Continuó rebotando contra los árboles, mientras Manshoon se agachaba cuanto podía y se defendía con sus brazos de los azotes de las ramas esperando con ansiedad el fin del irremediable desplome. Orlgaun ni siquiera gruñó; tal vez su espíritu había abandonado su maltrecho y lacerado cuerpo en el aire mientras todavía se cernía sobre los árboles. En efecto, aquél iba a ser su último vuelo. Manshoon vio cómo una de sus alas se tronchaba y colgaba fláccidamente hacia atrás al chocar con un gigantesco árbol que, a su vez, se partía en cuajo con un terrible crujido; por fin el dragón fue a estrellarse de cabeza contra una frondosa copa y el mundo entero pareció temblar y saltar en pedazos.
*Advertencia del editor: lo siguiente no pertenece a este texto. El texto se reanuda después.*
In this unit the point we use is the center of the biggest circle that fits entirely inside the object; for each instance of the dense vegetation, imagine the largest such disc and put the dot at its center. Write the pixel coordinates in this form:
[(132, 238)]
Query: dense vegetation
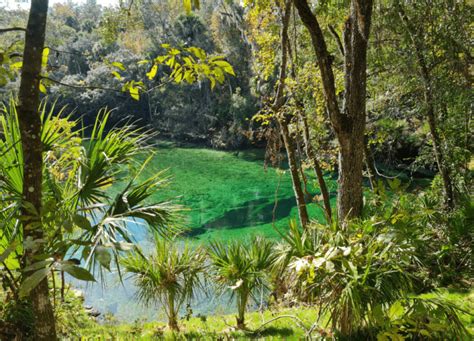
[(374, 92)]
Manshoon se encontró, una vez que pudo volver a ver, colgando cabeza abajo en medio de una enmarañada ruina de ramas y hojas, con el lomo de Orlgaun encima de él. El dragón yacía panza arriba entre una gran cantidad de leña rota y astillada; había quedado empalado y se retorcía de un modo horroroso. El mago se arrastró y se deslizó como pudo por entre las ramas hasta que fue a dar de golpe con su cuerpo en el suelo; allí, entre todo el follaje caído, salió de debajo del inmenso cadáver en cuanto pudo hacer uso de sus pies. Había perdido la varita, aunque todavía llevaba consigo otros artículos de poder. Delante de él, en la dirección en que había estado volando Orlgaun, el bosque iba perdiendo densidad hasta formar una especie de claro. Todo lo demás, alrededor, era una verde oscuridad donde aún resonaban los últimos ecos de la tumultuosa caída de Orlgaun.
Manshoon dio un paso hacia adelante, y luego otro; entonces, se quedó mirando pasmado a una criatura con alas de murciélago, cuernos y colmillos que había aparecido de entre los árboles en frente de él. ¡Una malebranche! Más allá, apareció otra, y un par de rápidas miradas alrededor le dijeron que otras más se aproximaban. ¡Los demonios de Myth Drannor!
El Gran Señor de Zhentil maldijo su suerte a gritos y, a la vez que retrocedía, lanzó un conjuro que derribó al demonio más próximo. Se alejó del claro y huyó tan aprisa como le permitieron sus piernas. El bosque era allí demasiado espeso para volar. Según corría, Manshoon sacó una varita paralizadora de su cinturón y pensó en cómo sacar el mejor partido de los medios mágicos que le quedaban. No había sido un buen día.